Chapter 11: Temptation

Chapter 11: Temptation

A Chapter by Philip Muls

No Illusions


I have been in Japan for the better part of a month now and my flight back to Europe leaves at noon tomorrow. Anxious to go home, I find it impossible to sleep.


It’s 3 AM and I decide to take a stroll down Tokyo’s Shinjuku entertainment district to have a final taste of the hustle and bustle of this great city. 


Today is the eleventh of the eleventh month, and this is celebrated throughout Asia as Bachelors’ Day. As the digit 1 resembles a stick, symbolizing someone who is alone, 11/11 is considered to be a lucky day for singles.


On Alibaba, Asia’s answer to Amazon, countless bachelors today have bought more than two hundred million anti-Valentine’s gifts at this year’s Single’s Shopping Festival. 


Funnily enough, many available single people find each other on this special day and are henceforth no longer single. Even at this late hour, the streets are filled with happy couples, determined to paint the town red tonight.


I feel energized just by watching this late-night public display of fun but I can sense it is fueled by booze and a certain kind of desperation.

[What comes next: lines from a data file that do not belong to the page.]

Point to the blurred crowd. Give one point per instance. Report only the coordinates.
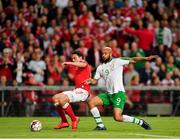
(36, 36)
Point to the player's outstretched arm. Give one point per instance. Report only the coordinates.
(90, 81)
(149, 58)
(77, 64)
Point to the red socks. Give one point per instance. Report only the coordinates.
(68, 109)
(61, 113)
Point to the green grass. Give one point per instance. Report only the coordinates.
(163, 127)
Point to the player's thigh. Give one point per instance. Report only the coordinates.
(77, 95)
(95, 101)
(118, 100)
(101, 99)
(61, 97)
(118, 114)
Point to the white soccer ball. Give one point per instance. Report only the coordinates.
(36, 125)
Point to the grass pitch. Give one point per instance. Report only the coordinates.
(163, 127)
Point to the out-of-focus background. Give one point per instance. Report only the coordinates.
(36, 36)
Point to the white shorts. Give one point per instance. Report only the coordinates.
(77, 95)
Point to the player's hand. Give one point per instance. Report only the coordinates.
(65, 63)
(88, 81)
(149, 58)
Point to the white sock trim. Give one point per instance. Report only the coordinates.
(65, 105)
(56, 104)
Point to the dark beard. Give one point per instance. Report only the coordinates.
(107, 60)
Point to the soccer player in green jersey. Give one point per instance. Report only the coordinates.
(111, 70)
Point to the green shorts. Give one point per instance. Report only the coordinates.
(116, 100)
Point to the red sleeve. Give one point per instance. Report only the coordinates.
(132, 31)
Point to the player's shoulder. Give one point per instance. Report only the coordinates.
(123, 58)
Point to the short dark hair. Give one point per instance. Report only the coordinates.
(77, 52)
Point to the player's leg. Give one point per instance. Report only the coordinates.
(60, 111)
(118, 105)
(93, 103)
(77, 95)
(62, 100)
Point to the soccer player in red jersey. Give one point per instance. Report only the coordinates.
(80, 93)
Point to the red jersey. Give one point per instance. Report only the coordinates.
(80, 76)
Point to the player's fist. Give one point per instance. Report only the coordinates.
(152, 57)
(65, 63)
(88, 81)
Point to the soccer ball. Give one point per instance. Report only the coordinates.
(36, 125)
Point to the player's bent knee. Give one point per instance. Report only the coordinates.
(118, 118)
(91, 104)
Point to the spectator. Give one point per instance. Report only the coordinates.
(156, 65)
(55, 69)
(129, 74)
(168, 81)
(93, 55)
(7, 64)
(170, 64)
(135, 51)
(146, 72)
(164, 34)
(37, 65)
(145, 37)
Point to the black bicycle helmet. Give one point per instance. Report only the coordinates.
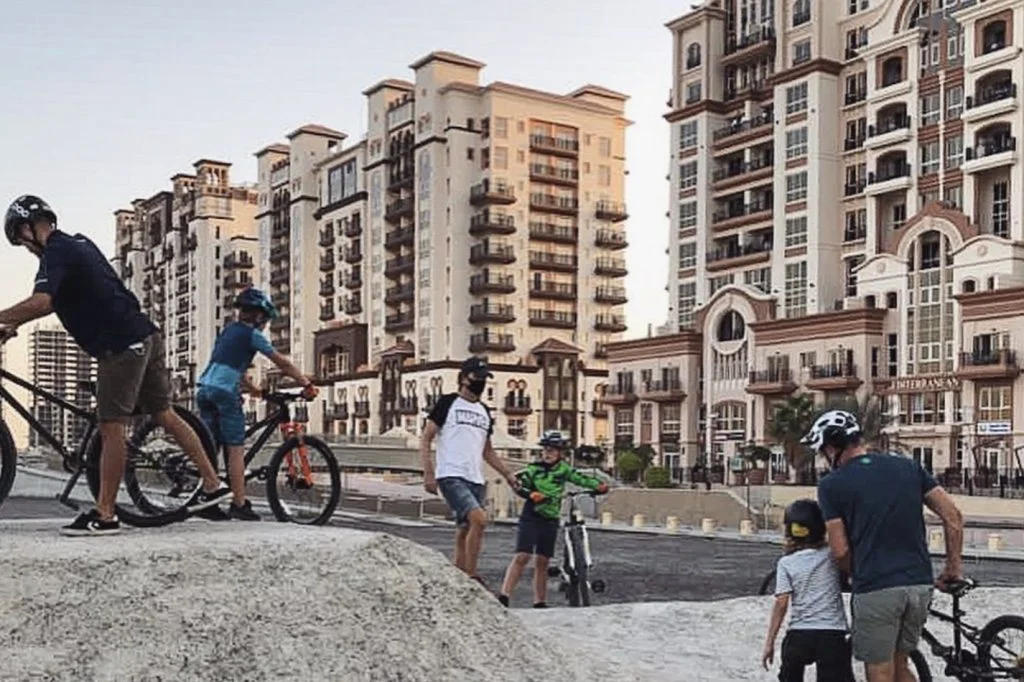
(26, 210)
(805, 522)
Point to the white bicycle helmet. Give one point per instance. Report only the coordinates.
(835, 427)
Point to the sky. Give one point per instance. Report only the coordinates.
(103, 100)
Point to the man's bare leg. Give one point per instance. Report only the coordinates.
(193, 446)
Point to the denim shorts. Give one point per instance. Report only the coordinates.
(462, 497)
(221, 410)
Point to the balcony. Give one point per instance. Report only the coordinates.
(610, 239)
(771, 382)
(485, 194)
(991, 365)
(492, 253)
(663, 391)
(610, 295)
(399, 322)
(554, 174)
(553, 290)
(842, 377)
(492, 312)
(606, 323)
(558, 262)
(554, 204)
(399, 294)
(491, 341)
(734, 255)
(486, 223)
(549, 231)
(990, 154)
(612, 267)
(517, 406)
(612, 211)
(398, 238)
(400, 208)
(991, 100)
(565, 146)
(492, 284)
(553, 318)
(400, 265)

The Japanese are known for their work hard, play hard attitude. They even have a dedicated word, karoshi, for death by overwork. Not just the strenuous office hours, but also the nomikai or after-hours drinking parties installed by management to build better connections between coworkers are known causes of sudden mortality through heart attacks.


On the few occasions this past month when I found myself on the very last train leaving Tokyo center at night, it was full of near-comatose salarymen. Not a pretty sight.


Especially here, in Shinjuku’s red-light district of Kabukicho, the stress that gets accumulated during a horribly long workday at one of the soul-consuming Japanese corporate behemoths like Sony or Toyota finds an escape in adult entertainment of a type that we, Westerners find bizarre yet intriguing.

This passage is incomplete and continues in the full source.